There is even a section on "cultural and seasonal events and quarantine." Don't send:
  • New Year - ornaments made with straw, seeds and conifer sprigs
  • Valentines Day - fresh and dried flowers
  • St Patricks Day - shamrock plants and seeds
  • Easter - hardboiled eggs, painted eggshells and straw or hay
  • Chinese Moon festival - mooncakes containing egg yolks or meat
  • Spring - seeds and bulbs (northern and southern hemisphere)
  • Sukkot - etrog, branches of palm, myrtle or willow
  • Halloween - pumpkins, corn husk dolls
  • Christmas - decorations containing pine cones, vine wreaths, spruce; hampers containing prohibited foods
And let's not forget to mention the fines of over $60,000 for a breach. There is more information here.

Simon has taken the fate of his handmade paper well.
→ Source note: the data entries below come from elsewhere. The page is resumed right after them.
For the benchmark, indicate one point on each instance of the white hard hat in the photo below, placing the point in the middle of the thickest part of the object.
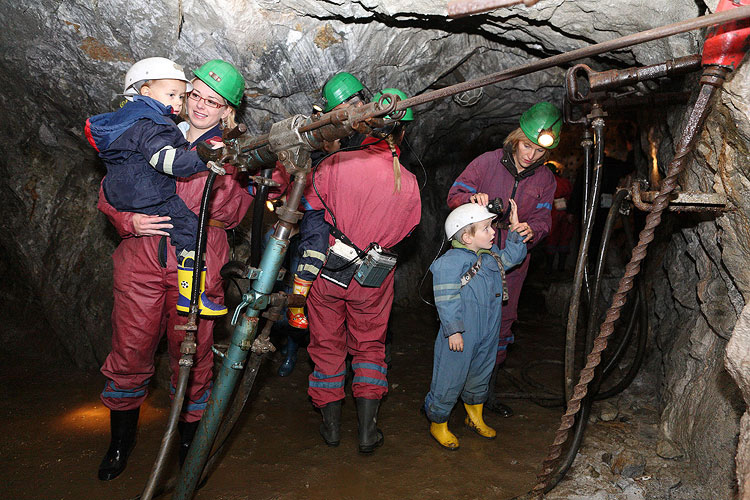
(153, 68)
(463, 216)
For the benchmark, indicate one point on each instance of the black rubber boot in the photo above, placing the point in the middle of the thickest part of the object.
(492, 403)
(330, 429)
(187, 433)
(370, 437)
(123, 428)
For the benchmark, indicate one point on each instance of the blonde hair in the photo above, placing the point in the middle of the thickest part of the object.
(391, 141)
(511, 143)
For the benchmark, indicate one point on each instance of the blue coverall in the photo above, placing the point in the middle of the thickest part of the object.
(474, 310)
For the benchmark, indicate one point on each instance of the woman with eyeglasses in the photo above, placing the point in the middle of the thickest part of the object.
(513, 172)
(145, 276)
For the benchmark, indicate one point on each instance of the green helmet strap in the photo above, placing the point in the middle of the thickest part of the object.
(541, 124)
(409, 115)
(340, 88)
(223, 78)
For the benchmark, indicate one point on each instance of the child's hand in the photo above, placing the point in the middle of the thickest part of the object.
(456, 342)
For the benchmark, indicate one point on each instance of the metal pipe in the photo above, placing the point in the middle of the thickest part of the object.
(592, 50)
(712, 79)
(242, 337)
(259, 206)
(258, 151)
(606, 80)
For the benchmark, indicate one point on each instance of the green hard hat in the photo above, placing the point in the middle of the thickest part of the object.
(224, 79)
(541, 123)
(409, 116)
(339, 88)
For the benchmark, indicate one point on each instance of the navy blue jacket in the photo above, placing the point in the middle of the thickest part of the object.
(139, 144)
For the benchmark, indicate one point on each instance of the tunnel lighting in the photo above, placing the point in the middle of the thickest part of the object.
(655, 180)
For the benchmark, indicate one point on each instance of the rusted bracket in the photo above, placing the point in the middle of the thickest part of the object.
(679, 201)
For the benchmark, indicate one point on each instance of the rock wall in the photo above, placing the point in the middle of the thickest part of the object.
(699, 283)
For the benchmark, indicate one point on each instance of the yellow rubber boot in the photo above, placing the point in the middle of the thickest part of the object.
(443, 436)
(475, 422)
(296, 315)
(206, 307)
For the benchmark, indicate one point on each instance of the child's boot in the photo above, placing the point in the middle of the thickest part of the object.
(296, 315)
(475, 422)
(443, 436)
(206, 307)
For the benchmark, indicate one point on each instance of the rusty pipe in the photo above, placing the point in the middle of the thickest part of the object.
(606, 80)
(592, 50)
(257, 151)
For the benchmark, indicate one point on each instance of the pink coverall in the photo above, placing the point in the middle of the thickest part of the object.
(145, 296)
(533, 194)
(358, 187)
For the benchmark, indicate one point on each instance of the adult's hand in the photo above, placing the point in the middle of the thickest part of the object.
(480, 199)
(151, 225)
(525, 231)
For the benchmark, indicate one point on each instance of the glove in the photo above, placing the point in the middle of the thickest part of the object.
(207, 153)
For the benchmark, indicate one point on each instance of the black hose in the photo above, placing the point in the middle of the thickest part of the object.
(582, 260)
(186, 362)
(642, 307)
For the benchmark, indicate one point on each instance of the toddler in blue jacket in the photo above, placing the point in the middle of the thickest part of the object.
(469, 285)
(144, 151)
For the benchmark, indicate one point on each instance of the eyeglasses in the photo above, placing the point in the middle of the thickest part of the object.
(211, 103)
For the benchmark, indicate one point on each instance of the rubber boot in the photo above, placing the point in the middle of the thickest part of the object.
(206, 307)
(330, 429)
(443, 436)
(370, 437)
(296, 315)
(123, 429)
(187, 433)
(476, 423)
(492, 403)
(287, 366)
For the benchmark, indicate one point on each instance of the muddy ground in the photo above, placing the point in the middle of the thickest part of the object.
(56, 431)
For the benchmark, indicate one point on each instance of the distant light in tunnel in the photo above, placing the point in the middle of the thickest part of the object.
(94, 417)
(654, 179)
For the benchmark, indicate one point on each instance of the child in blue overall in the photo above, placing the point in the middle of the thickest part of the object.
(144, 151)
(469, 285)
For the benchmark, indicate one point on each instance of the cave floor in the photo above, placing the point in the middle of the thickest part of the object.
(56, 431)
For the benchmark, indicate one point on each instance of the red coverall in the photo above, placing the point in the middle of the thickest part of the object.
(533, 194)
(145, 296)
(358, 188)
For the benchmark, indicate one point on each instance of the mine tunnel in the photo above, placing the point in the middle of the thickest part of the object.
(626, 372)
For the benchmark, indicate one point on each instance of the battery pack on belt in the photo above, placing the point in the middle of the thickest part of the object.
(376, 265)
(342, 263)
I explained to him that because Australia is an island nation there are many pests and diseases common elsewhere that haven't reached our shores and we are determined (obviously) to keep it that way. His response was gold!
That's a shame. Something I'll have to bear in mind in the future. Don't worry, they're certainly not worth 43 bucks. Let them destroy them. Quite funny in a way, me producing items that could potentially bring down a whole continent!!!!


And if that wasn't enough the whole issue brings me to worry about the Community Sketchbook book I made Something of Value which I only just finished and blogged about last week. I'm kicking myself now because I did something I don't usually do and included some handmade paper in it that does contain plant matter. I know it is not a problem as I can send that to the US which is its next stop, but it probably means the book can not return to Australia (because how can they tell that it originated here?) and what if it comes up against the quarantine laws of other similar countries on its journey? I think I have only one option and that is to pull it apart, remove the offending paper and rebind it again. Now that is a shame too.